Laravel Logout on Session Expire
Laravel 19-Dec-2020

Laravel Logout on Session Expire

Laravel logout user’s on session expires. In this tutorial, you will learn how to logout and redirect users to the login page when session timeout or session expired.

As well as, you can schedule a task using cron job and artisan command to auto-logout when session expired/session timeout and redirect user’s.

Laravel Logout on Session Expire

Follow the following steps and logout and redirect the user if their session is expired or session timeout:

Step 1: Create Middleware file

So, Open your terminal and run the following command:

php artisan make:middleware SessionExpired

 

This command will create a middleware name SessionExpired.php.

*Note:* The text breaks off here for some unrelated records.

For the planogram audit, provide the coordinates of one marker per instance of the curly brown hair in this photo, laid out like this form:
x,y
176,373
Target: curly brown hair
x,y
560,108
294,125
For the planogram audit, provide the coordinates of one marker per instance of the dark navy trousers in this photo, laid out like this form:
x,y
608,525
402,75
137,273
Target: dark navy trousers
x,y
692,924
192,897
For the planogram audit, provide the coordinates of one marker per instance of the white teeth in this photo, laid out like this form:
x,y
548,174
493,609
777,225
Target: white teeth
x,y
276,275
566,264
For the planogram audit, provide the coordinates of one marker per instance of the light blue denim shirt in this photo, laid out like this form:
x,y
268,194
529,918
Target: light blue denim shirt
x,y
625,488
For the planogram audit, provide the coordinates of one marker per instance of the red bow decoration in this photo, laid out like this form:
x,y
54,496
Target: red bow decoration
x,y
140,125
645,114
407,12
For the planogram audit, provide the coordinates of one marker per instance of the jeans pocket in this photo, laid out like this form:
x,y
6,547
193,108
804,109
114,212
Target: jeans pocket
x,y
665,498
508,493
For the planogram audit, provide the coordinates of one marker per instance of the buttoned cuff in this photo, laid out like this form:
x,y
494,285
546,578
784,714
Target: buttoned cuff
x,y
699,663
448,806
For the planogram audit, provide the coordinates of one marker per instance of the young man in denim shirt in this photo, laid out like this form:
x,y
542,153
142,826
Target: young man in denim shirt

Next find app/Http/Middleware/SessionExpired.php & update the following code into your middleware file:

<?php
 
namespace App\Http\Middleware;
 
use Closure;
use Illuminate\Session\Store;
use Auth;
use Session;
 
class SessionExpired {
    protected $session;
    protected $timeout = 1200;
     
    public function __construct(Store $session){
        $this->session = $session;
    }
    public function handle($request, Closure $next){
        $isLoggedIn = $request->path() != 'dashboard/logout';
        if(! session('lastActivityTime'))
            $this->session->put('lastActivityTime', time());
        elseif(time() - $this->session->get('lastActivityTime') > $this->timeout){
            $this->session->forget('lastActivityTime');
            $cookie = cookie('intend', $isLoggedIn ? url()->current() : 'dashboard');
            auth()->logout();
        }
        $isLoggedIn ? $this->session->put('lastActivityTime', time()) : $this->session->forget('lastActivityTime');
        return $next($request);
    }
}

This middleware will check it if a user is already logged in, but has been inactive longer than the specified period; thereby invalidate their session and auto log them out.

If you want to change anything in middleware code according to your requirement, you can do.

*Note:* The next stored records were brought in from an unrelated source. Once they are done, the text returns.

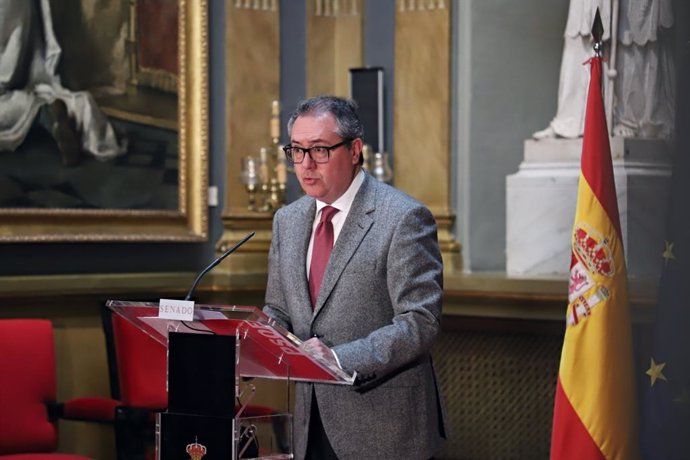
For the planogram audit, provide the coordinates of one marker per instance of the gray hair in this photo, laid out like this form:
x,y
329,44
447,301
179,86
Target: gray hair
x,y
347,122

Step 2: Register the Middleware in Kernal file

In this step, we have to find app/Http and open a file name Kernel.php & put the below code.

protected $middleware = [
        'Illuminate\Foundation\Http\Middleware\CheckForMaintenanceMode',
        'Illuminate\Cookie\Middleware\EncryptCookies',
        'Illuminate\Cookie\Middleware\AddQueuedCookiesToResponse',
        'Illuminate\Session\Middleware\StartSession',
        'Illuminate\View\Middleware\ShareErrorsFromSession',
        'App\Http\Middleware\SessionDataCheckMiddleware'
    ];
protected $middlewareGroups = [
        'web' => [
            \App\Http\Middleware\EncryptCookies::class,
            \Illuminate\Cookie\Middleware\AddQueuedCookiesToResponse::class,
            \Illuminate\Session\Middleware\StartSession::class,
        ],
protected $routeMiddleware = [
        'auth' => \App\Http\Middleware\Authenticate::class,
    ];

Now open your browser put the below URL:

http://127.0.0.1:8000/

Conclusion

In this tutorial, you have learned how to auto-logout users after a period of time in laravel apps.